In a matter of months, the waste will pollute every area of your house. In conclusion, your house will become unlivable. The same is the case for biodegradation and our earth. 

If there is no degradation of waste, there will be an inevitable decapitation of our ability to survive and thrive. There will be no place to dump the waste. The waste management systems will collapse. 

The problem is not just the accumulation of waste but the related environmental and health-related anomalies that will strike down as a by-product. It is prognosticated that there will be countless negative impacts of non-biodegradable waste. 

Some of them may be assessed as an example. There are a lot of known impacts of non-biodegradable waste which may include: 

  • Waste accumulation 
  • Ozone depletion 
  • GHG emission
  • Global warming 
  • Soil erosion
  • Deforestation 
  • Destruction of habitats 
  • Loss of life
  • Disruption of ecosystem 
  • Infiltration into the food chains

It is also argued that the effects of non-biodegradable waste are not just limited to the environment but are also expanded to life and human health. Below are some of the common negative impacts of non-biodegradable waste on life and human health:

  • Organ damage
  • Hormone disruption 
  • Lung dysfunction 
  • Cancer
  • Developmental issues
  • Neuro Complications 
  • Necrosis 
  • Damage to the foetus 
  • Behavioural issues and complications

Is compostable biodegradable? 

It can now be summarised that there is a lot of similarity between composting and biodegradability. Both processes involve degradation by the action of microbes.
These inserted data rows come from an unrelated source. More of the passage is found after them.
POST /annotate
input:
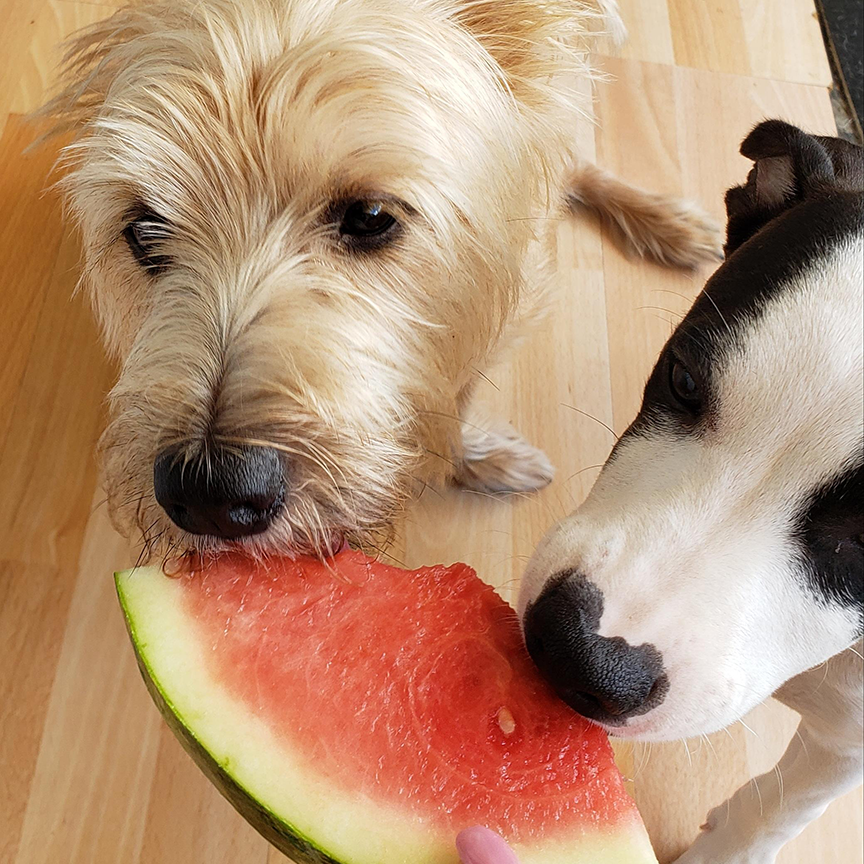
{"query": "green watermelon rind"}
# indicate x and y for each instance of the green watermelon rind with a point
(276, 831)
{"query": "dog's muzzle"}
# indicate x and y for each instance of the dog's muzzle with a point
(603, 678)
(227, 492)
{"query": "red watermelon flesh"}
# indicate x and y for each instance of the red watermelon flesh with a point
(409, 689)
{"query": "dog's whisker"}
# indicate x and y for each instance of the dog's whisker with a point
(597, 420)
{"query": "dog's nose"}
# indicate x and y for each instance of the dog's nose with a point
(229, 493)
(603, 678)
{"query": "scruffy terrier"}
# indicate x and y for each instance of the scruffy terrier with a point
(308, 227)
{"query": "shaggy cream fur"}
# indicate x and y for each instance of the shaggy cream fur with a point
(241, 126)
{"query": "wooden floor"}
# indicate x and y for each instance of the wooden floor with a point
(88, 774)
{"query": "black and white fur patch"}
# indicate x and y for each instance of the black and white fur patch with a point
(726, 527)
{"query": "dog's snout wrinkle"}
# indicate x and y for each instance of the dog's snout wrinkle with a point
(231, 493)
(603, 678)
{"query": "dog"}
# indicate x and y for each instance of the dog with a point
(308, 227)
(719, 558)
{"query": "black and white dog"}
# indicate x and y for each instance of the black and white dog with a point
(720, 556)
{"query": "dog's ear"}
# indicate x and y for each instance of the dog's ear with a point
(93, 58)
(790, 166)
(534, 41)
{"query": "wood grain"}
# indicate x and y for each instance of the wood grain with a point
(88, 774)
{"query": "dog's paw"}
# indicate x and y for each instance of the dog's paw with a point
(722, 841)
(684, 235)
(495, 458)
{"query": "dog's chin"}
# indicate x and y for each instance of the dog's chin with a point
(659, 726)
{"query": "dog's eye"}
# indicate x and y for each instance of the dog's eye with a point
(684, 387)
(367, 223)
(144, 235)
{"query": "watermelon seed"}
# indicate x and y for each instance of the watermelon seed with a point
(506, 721)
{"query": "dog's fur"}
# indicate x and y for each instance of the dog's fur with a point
(245, 127)
(726, 532)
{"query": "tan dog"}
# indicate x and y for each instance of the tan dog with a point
(309, 225)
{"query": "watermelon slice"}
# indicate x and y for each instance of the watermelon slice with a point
(356, 713)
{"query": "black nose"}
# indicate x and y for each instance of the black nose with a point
(228, 492)
(603, 678)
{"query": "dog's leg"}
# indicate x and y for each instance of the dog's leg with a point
(667, 229)
(823, 761)
(496, 458)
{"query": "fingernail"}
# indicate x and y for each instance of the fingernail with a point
(479, 845)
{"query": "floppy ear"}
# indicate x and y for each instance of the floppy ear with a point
(791, 166)
(93, 59)
(533, 41)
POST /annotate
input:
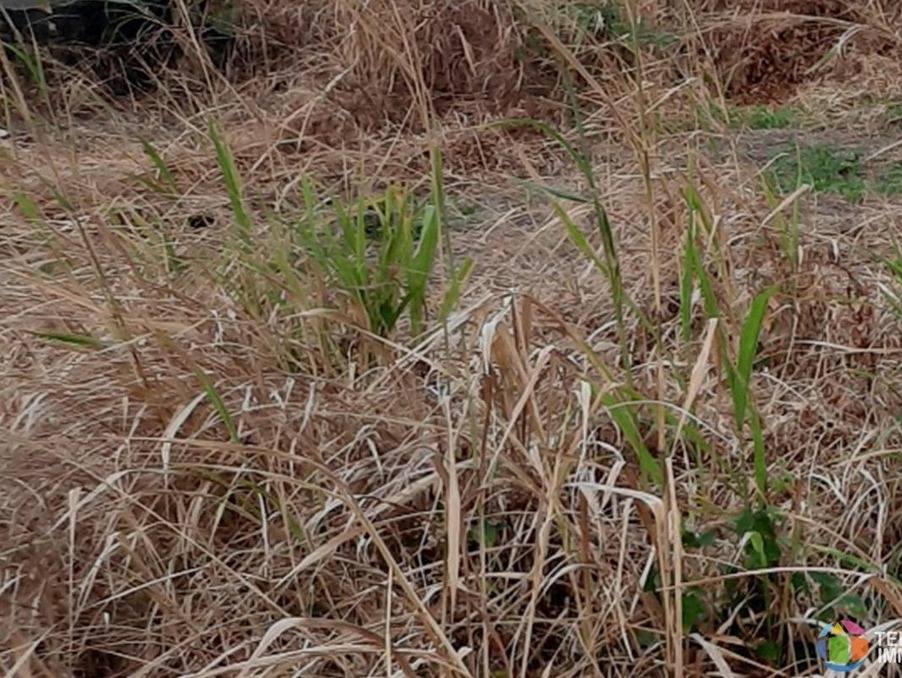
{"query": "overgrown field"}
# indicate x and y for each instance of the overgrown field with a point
(453, 338)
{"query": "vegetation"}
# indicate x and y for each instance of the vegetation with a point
(362, 346)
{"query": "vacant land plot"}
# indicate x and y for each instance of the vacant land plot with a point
(434, 338)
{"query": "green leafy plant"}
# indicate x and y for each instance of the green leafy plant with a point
(826, 169)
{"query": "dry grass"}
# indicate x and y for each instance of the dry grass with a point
(209, 483)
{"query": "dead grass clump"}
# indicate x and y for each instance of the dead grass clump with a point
(763, 50)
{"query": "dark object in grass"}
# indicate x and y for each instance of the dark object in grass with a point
(126, 42)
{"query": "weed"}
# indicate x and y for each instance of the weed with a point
(825, 168)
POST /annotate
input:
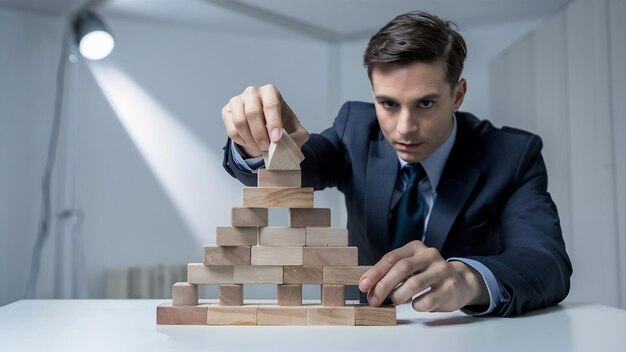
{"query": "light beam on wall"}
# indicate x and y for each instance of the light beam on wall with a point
(184, 167)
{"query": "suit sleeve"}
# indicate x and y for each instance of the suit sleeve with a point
(532, 266)
(325, 162)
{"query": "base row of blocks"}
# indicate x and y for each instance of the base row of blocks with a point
(272, 315)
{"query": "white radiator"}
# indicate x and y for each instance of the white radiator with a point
(143, 282)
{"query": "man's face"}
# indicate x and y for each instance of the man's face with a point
(414, 106)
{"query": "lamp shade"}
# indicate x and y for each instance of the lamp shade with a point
(94, 40)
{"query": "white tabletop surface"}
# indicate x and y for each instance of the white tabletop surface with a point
(130, 325)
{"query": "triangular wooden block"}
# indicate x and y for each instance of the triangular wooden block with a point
(284, 155)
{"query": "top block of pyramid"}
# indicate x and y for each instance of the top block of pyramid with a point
(284, 155)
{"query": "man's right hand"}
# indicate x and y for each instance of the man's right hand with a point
(257, 117)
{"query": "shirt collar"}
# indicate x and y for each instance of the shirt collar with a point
(436, 161)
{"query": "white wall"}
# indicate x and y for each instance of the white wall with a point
(563, 82)
(29, 51)
(484, 43)
(131, 217)
(133, 214)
However, as composting is a more deliberate process, it is more specific than biodegradation. While composting requires specific conditions, biodegradation may happen anywhere. 

Further, the end of composting (compost) has to be non-toxic and rich in organic content. This, however, is not a necessity in the case of biodegradation. 

Therefore, it can be summarised in a one-liner that all compostable material is biodegradable but all biodegradable material is not compostable. Thus, yes, compostable actually is biodegradable. 

Frequently Asked Questions: Is compostable biodegradable?

What agents are responsible for biodegradation?

Biodegradation happens because of degradative enzymes and microbes such as bacteria or decomposers. 

How much time does composting take to happen?

Composting may happen in about 12 months to 2 years. It depends on the external conditions and the type of composting. 

References

  • Hawkins, W. L. (1984). Polymer degradation. In Polymer Degradation and stabilization (pp. 3-34). Springer, Berlin, Heidelberg.
  • Lai, Y. Z. (2000). Chemical degradation. Wood and cellulosic chemistry, 443-512.
  • Sivan, A. (2011). New perspectives in plastic biodegradation. Current opinion in biotechnology, 22(3), 422-426.
  • Alexander, M. (1999). Biodegradation and bioremediation. Gulf Professional Publishing.
  • de Bertoldi, M. D., Vallini, G. E., & Pera, A. (1983). The biology of composting: a review. Waste Management & Research, 1(2), 157-176.
  • Stentiford, E. I. (1996). Composting control: principles and practice. In The science of composting (pp. 49-59). Springer, Dordrecht.